What is Devstral?
For software engineers, tackling complex issues within large codebases often requires more than just generating code snippets. You need an AI that understands context, identifies relationships between components, and helps pinpoint subtle bugs – essentially, an AI that can act as a true engineering partner. Traditional LLMs excel at atomic tasks but often fall short on these real-world challenges.

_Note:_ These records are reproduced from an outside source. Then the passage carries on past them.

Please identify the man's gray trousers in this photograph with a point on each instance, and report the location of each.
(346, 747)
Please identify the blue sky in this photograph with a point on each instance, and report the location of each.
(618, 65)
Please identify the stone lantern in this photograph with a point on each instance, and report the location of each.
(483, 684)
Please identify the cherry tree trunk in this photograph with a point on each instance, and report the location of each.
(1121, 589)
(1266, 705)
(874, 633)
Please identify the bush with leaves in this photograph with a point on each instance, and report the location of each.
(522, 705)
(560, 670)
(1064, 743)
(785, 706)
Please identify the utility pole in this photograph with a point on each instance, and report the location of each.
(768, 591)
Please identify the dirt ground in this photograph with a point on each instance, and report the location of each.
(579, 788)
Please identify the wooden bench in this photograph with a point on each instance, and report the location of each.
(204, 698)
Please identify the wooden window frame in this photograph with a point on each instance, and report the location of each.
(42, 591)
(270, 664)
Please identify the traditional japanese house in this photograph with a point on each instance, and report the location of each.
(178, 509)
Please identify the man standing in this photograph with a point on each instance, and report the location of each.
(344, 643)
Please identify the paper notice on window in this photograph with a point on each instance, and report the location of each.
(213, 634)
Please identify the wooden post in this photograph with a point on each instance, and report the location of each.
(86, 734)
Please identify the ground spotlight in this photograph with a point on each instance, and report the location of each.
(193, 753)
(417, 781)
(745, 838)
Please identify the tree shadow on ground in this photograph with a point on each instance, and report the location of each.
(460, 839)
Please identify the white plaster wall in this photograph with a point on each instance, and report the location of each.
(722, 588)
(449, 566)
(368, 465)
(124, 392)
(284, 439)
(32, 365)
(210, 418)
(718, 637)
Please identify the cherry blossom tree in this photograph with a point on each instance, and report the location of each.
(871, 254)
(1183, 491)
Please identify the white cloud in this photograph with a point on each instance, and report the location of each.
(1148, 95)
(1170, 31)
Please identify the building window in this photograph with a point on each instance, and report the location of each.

That's why we're introducing Devstral, an agentic LLM specifically designed for software engineering tasks. Developed in collaboration between Mistral AI and All Hands AI, Devstral was trained on real GitHub issues to handle the intricacies of actual development workflows. It's built to integrate with code agent scaffolds, allowing it to interact with your codebase and help resolve issues effectively.
Devstral is engineered to deliver strong performance where it matters most for developers, offering a powerful tool for automating complex coding tasks and augmenting your engineering capabilities.
Key Features
🤖 Performs Agentic Coding: Trained on real-world GitHub issues, Devstral is built to handle complex, multi-step software engineering tasks beyond simple code generation, working effectively with agent scaffolds.
📊 Delivers Strong Benchmark Performance: Achieves a 46.8% score on SWE-Bench Verified, outperforming prior open-source State-of-the-Art models by over 6% points and surpassing models like GPT-4.1-mini by more than 20% on this challenging dataset.
💡 Lightweight and Accessible: At 24 billion parameters, Devstral is designed for accessibility, capable of running locally on a single RTX 4090 or a Mac with 32GB RAM.
📜 Available under Apache 2.0 License: Offered with a permissive open license, allowing you to use, modify, and build upon Devstral for both commercial and non-commercial purposes without restriction.
🧠 Processes Extensive Context: Features a 128k context window, enabling the model to understand and work within large codebases effectively.
⚙️ Utilizes Advanced Tokenizer: Employs a Tekken tokenizer with a 131k vocabulary size for efficient code processing.
Use Cases
Automated Bug Resolution in Local Projects: Integrate Devstral with a local agent scaffold like OpenHands to automatically analyze issues reported in your project's issue tracker, propose code changes across multiple files, and even test fixes, all running privately on your local machine.
Enhancing Development on Sensitive Enterprise Codebases: Deploy Devstral within your enterprise's secure environment to leverage its agentic capabilities for automating tasks like dependency updates, refactoring, or fixing identified vulnerabilities on proprietary or privacy-sensitive code that cannot be exposed to external services.
Building Advanced AI Coding Assistants: If you're developing an IDE plugin, a custom coding environment, or an internal developer tool, incorporate Devstral into your model selection to power advanced features that require understanding code context, planning multi-step solutions, and interacting with development workflows.
Conclusion
Devstral provides software engineers with a powerful, agentic AI model capable of tackling real-world coding challenges. Its strong performance on benchmarks, combined with its lightweight nature and open Apache 2.0 license, makes it a versatile tool for individual developers, enterprises, and teams building the next generation of coding tools. Whether you need local automation, secure enterprise solutions, or a robust engine for your AI assistant, Devstral offers a compelling option to enhance your software development workflow.